Conquanto o filósofo sugira a existência de uma sociedade alienígena, o relato bem poderia ser de fácil descrição no ambiente em que vivemos. Há muito no contexto social para que possamos enriquecer a nossa fala, a expressão de nossos pensamentos e as sensações que temos a respeito de qualquer coisa, jurídica ou não. Se formos algo colonizados pelo tecnicismo, correremos o risco de perder sensações; ao invés de dor, felicidade, amor e paz, diremos estímulo de algum músculo ou fibra.

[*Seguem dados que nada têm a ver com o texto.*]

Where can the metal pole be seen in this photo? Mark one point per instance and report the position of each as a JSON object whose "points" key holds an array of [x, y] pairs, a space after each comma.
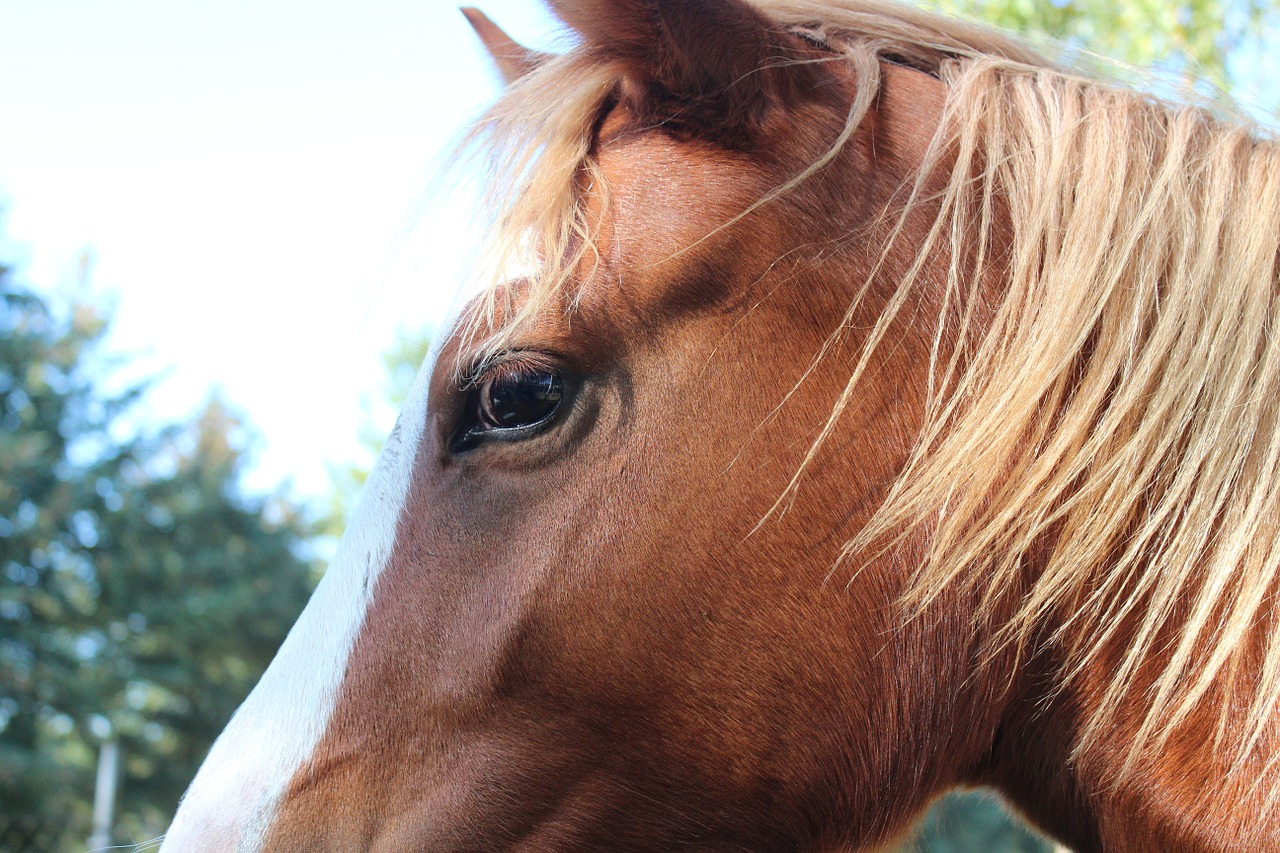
{"points": [[104, 794]]}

Agora trazendo esse pensamento ao campo jurídico.
Há algum tempo diversos segmentos doutrinários vêm sugerindo a necessidade de racionalização das decisões judiciais; aliás, essa necessidade se situa para além da decisão judicial, alocando-se no sistema jurídico como um todo. Como sabemos, temos uma Constituição da República pluritemática, descomprometida com uma linha de pensamento único, ou viés de ação unidirecional; ao revés, dotada de regras de valores representativos de linhas de ação difusas, pluridirecionais e focadas ora em valores substantivos, ora procedimentais, a Carta Magna abre ensejo a muitas formas de ver a mesma coisa, com ou sem tecnicismos, a partir de vários pontos de vistas e sob incontáveis formas.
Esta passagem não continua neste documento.